While Pew focused its research on Facebook because the size and scale of the social network are simply incomparable, other networks like Twitter or Instagram use many of the same basic techniques to classify their users and help advertisers target certain classes of them. (Instagram, which is owned by Facebook, uses the same ad-targeting backend as Facebook itself — once advertisers determine what group they want to micro-target, they can just as easily do it on Instagram as on Facebook.)
You can opt out of the personalized advertising on Facebook and other social networks, but the truth is that if you use the internet with any regularity and don’t also take steps significant steps to obscure your identity, advertisers are able to target you with pretty unnerving specificity regardless, determining things like your age, religion, and marital status as well as things such as likelihood “to suffer from overactive bladder.”
Your ostensible anonymity on the internet is one of the basic illusions that undergirds billions of dollars of economic activity. Data brokers aggregate data about you based on what sites you visit, what you buy, how often you use a credit card, and the paper trail you leave from getting married or buying a car or changing addresses, and bundle this information to sell to other firms that help target ads to you. It’s a multibillion dollar business that shows no signs of slowing down. (One estimate from the Financial Times says data brokers will earn about $120 billion per year in Europe alone by 2020.)

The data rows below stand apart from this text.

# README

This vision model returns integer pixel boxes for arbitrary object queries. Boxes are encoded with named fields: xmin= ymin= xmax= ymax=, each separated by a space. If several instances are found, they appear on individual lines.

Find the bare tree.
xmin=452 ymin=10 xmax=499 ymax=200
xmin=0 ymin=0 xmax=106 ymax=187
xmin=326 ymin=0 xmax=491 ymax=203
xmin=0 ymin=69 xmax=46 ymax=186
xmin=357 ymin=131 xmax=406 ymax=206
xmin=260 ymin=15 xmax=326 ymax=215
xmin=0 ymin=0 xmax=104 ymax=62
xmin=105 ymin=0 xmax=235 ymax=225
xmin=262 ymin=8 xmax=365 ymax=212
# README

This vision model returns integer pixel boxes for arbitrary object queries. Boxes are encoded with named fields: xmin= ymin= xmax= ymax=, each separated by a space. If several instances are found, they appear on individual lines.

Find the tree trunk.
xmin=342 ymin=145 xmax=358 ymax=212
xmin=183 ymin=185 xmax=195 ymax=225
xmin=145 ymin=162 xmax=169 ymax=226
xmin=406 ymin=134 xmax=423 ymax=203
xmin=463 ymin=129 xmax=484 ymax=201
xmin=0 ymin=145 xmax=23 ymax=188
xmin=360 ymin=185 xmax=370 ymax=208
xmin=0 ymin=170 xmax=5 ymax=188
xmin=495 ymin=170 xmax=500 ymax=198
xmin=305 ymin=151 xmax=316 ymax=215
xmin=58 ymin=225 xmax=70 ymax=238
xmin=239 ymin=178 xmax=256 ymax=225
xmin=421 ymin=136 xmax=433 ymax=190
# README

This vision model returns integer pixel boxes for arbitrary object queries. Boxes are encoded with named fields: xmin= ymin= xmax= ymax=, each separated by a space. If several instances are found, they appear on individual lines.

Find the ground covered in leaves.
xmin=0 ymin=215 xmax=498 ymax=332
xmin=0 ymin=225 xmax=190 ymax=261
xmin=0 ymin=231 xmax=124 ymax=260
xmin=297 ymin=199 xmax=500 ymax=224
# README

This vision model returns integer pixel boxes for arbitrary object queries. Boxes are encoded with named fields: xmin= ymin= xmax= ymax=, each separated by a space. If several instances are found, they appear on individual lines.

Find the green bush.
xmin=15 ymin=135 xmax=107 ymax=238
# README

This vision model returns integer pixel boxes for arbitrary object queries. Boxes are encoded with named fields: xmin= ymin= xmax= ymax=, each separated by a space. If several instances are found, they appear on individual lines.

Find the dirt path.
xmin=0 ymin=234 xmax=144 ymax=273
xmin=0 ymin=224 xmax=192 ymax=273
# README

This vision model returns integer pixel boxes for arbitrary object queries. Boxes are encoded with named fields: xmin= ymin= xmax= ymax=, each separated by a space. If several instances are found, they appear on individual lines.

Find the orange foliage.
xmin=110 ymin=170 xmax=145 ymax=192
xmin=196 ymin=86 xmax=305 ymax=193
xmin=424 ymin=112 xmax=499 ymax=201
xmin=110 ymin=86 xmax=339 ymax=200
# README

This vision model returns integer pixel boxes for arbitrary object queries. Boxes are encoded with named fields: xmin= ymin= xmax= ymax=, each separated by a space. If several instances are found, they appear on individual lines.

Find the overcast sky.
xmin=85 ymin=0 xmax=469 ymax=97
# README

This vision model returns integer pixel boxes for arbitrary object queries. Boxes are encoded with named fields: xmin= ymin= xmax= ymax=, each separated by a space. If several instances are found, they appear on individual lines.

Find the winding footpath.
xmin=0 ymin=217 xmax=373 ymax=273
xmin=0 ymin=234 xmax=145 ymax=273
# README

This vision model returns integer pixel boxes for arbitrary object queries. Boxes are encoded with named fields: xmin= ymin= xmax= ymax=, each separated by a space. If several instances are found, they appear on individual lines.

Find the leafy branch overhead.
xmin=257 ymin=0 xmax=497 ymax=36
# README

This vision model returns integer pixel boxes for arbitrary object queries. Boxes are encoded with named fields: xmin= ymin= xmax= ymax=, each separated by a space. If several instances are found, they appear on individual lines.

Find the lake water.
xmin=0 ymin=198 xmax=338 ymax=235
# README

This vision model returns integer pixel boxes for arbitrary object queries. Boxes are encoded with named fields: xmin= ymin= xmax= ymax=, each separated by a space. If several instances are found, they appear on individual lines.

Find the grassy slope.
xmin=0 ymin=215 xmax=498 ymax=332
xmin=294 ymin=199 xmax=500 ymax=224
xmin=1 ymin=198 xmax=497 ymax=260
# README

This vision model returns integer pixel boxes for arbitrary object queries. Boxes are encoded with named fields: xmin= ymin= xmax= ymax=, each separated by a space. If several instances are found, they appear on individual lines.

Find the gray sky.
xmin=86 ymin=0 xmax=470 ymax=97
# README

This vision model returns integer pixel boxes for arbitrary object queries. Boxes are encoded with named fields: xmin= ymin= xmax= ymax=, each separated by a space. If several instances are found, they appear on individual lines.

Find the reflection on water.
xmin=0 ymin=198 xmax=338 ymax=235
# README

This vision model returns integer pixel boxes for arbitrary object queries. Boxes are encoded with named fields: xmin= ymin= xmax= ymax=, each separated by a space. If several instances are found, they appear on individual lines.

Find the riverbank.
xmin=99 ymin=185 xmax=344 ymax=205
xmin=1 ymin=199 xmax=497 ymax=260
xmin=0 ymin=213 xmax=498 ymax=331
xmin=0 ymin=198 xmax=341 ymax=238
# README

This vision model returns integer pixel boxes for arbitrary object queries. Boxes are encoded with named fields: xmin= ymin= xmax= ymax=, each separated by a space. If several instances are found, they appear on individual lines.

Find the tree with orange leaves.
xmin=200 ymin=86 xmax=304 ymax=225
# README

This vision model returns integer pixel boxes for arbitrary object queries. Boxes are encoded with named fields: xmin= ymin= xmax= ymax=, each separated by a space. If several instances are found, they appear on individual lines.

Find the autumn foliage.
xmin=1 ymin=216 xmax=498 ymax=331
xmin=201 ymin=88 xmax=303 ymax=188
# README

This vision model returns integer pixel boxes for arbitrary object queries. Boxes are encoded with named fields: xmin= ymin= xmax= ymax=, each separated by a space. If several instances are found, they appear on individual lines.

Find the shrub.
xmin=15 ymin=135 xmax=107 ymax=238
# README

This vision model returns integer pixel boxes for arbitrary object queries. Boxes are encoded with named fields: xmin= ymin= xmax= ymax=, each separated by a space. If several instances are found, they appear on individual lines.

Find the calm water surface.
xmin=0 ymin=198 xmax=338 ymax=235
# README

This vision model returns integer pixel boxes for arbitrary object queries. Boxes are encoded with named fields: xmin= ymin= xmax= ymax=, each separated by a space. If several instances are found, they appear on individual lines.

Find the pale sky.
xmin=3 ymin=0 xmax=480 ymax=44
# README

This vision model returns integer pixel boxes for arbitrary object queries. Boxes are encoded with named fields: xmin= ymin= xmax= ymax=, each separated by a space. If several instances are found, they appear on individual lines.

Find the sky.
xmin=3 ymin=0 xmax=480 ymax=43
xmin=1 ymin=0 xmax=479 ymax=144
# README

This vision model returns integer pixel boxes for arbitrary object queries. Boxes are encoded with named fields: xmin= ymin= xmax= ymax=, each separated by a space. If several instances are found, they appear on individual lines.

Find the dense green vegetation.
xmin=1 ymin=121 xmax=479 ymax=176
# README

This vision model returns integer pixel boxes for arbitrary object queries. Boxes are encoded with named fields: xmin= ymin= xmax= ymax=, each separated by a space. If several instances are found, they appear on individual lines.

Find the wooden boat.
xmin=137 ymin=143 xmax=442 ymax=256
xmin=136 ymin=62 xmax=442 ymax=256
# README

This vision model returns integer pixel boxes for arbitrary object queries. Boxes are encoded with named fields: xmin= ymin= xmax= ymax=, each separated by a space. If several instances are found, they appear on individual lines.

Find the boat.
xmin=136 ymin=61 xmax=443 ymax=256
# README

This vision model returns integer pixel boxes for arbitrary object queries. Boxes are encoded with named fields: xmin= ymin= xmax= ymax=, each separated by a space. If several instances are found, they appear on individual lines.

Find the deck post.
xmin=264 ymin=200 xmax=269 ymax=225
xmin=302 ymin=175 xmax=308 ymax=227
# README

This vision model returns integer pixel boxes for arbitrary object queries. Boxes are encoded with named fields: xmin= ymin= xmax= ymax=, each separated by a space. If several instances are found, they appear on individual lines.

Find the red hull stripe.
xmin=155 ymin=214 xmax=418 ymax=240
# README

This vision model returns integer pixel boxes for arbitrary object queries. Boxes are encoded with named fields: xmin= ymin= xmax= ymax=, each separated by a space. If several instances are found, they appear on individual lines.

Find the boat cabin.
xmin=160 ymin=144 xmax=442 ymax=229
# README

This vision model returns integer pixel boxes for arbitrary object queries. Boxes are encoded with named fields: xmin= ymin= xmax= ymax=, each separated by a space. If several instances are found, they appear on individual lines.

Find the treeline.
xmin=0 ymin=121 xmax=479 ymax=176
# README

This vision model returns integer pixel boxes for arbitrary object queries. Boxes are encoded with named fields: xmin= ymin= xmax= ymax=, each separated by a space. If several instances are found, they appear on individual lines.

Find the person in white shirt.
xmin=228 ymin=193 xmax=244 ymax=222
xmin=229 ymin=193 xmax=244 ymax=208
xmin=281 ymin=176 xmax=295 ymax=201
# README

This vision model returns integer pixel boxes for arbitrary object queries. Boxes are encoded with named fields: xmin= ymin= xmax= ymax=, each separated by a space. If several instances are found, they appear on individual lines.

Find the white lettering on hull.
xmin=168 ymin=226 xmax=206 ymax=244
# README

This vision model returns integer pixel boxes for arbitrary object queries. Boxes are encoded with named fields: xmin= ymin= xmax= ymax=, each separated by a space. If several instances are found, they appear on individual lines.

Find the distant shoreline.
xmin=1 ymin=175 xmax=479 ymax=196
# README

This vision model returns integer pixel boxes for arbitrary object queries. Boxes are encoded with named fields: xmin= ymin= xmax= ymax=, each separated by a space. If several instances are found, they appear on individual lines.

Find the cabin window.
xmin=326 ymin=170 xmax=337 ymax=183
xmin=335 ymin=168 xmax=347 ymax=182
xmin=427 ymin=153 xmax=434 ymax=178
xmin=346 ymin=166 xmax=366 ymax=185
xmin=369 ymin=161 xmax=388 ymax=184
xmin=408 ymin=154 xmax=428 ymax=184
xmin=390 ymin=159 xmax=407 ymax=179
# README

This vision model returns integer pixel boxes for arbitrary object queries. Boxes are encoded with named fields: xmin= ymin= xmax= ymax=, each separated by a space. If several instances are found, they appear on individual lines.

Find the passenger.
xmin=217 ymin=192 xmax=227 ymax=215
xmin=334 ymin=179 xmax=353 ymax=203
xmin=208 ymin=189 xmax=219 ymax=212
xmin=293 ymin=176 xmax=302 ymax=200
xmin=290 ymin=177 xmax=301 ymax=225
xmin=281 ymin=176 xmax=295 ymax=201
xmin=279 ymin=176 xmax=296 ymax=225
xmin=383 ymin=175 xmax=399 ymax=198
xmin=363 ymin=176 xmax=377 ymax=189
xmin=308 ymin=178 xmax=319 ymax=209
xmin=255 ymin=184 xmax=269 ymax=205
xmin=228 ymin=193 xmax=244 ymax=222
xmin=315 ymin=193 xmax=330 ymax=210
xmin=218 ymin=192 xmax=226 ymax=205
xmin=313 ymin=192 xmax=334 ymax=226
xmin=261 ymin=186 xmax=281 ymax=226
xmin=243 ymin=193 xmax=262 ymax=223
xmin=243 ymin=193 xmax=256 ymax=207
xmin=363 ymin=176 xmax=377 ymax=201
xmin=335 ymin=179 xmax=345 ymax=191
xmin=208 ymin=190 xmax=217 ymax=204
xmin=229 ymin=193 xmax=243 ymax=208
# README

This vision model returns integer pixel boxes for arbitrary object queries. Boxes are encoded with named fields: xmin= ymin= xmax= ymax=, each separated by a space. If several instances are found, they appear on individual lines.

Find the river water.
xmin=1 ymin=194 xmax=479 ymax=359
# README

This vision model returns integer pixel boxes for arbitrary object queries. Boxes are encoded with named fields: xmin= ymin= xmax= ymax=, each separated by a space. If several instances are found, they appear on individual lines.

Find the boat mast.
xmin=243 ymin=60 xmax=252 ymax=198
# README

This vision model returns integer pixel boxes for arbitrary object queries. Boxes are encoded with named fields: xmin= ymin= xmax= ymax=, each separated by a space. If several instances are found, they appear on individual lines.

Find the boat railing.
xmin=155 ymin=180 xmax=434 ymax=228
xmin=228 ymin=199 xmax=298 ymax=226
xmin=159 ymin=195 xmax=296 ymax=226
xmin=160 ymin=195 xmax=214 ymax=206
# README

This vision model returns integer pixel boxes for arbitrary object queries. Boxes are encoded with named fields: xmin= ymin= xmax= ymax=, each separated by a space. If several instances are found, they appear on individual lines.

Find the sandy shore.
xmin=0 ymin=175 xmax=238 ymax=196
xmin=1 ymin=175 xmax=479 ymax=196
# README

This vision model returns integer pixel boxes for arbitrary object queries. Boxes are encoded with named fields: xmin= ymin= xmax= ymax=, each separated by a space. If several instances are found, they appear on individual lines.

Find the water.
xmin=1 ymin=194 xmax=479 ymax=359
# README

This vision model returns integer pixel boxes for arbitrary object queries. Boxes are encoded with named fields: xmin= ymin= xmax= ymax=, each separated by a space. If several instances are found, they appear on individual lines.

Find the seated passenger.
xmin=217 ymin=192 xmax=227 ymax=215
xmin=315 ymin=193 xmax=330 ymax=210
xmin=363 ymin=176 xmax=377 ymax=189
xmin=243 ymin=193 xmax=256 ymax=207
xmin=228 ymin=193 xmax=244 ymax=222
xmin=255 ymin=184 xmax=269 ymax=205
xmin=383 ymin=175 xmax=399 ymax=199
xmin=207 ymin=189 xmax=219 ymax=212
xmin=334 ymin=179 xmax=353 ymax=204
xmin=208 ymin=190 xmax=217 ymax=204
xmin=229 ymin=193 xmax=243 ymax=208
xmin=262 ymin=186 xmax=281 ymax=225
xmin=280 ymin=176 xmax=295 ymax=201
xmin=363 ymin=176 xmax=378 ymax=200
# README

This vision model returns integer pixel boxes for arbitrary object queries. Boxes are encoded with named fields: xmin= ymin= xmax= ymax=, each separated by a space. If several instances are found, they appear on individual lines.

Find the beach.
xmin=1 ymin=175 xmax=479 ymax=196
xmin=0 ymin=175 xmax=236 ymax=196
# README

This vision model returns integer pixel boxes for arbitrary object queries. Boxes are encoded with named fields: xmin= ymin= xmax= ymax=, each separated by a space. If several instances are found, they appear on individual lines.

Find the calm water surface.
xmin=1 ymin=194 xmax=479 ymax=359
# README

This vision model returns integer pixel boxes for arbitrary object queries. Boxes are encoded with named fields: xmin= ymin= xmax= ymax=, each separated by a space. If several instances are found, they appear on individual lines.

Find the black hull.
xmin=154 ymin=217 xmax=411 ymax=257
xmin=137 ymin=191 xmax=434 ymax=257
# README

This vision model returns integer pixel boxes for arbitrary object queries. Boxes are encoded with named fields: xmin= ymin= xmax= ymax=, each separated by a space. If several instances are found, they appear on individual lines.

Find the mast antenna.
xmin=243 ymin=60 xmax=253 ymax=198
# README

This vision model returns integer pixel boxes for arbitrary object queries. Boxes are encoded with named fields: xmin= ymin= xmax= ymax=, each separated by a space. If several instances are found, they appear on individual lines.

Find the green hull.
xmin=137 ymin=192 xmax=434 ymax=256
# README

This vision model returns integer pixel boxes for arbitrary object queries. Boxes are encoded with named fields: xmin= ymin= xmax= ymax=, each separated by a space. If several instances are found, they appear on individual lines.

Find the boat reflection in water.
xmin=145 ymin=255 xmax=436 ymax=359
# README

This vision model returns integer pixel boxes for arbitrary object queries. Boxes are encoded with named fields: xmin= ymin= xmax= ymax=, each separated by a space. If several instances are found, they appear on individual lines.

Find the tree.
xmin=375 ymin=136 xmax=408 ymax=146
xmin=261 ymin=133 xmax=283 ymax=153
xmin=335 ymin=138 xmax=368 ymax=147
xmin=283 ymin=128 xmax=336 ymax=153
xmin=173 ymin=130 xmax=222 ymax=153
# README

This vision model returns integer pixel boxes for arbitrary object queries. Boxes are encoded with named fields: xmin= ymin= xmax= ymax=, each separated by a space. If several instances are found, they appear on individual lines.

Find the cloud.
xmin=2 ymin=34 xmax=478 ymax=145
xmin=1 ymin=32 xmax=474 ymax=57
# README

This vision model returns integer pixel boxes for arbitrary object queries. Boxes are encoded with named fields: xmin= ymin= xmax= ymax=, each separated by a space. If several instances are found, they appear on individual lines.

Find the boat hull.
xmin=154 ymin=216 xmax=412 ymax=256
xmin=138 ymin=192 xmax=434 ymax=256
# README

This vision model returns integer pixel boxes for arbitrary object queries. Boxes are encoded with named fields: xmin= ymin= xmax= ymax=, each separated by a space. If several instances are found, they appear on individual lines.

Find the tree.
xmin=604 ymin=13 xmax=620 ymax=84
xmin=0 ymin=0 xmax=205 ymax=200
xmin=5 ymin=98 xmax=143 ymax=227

Some consumer advocacy groups are now beginning to test out whether the EU’s General Data Protection Regulation act will stop data brokers and others who gather information without explicit consent, but there’s little hope that similar regulation will come in the United States in the near future. And in the case of Facebook and other social networks, you’ve actually already given your consent for social networks to gather all of this information about your. Sure, it’s buried deep in pages about terms of service and privacy that these companies know you will never read, and much of their business model relies on allowing advertisers to micro-target their users. But as Pew’s data shows, most of us are unaware of just how detailed this information is, and are uncomfortable with it once we discover just how fine-grained a picture advertisers can build of us. Less clear — and unasked in Pew’s survey — is whether this would lead anyone to actually stop using Facebook.
Update: We received this statement from Joe Osborne, a Facebook spokesperson: “We want people to understand how our ad settings and controls work. That means better ads for people. While we and the rest of the online ad industry need to do more to educate people on how interest-based advertising works and how we protect people’s information, we welcome conversations about transparency and control.”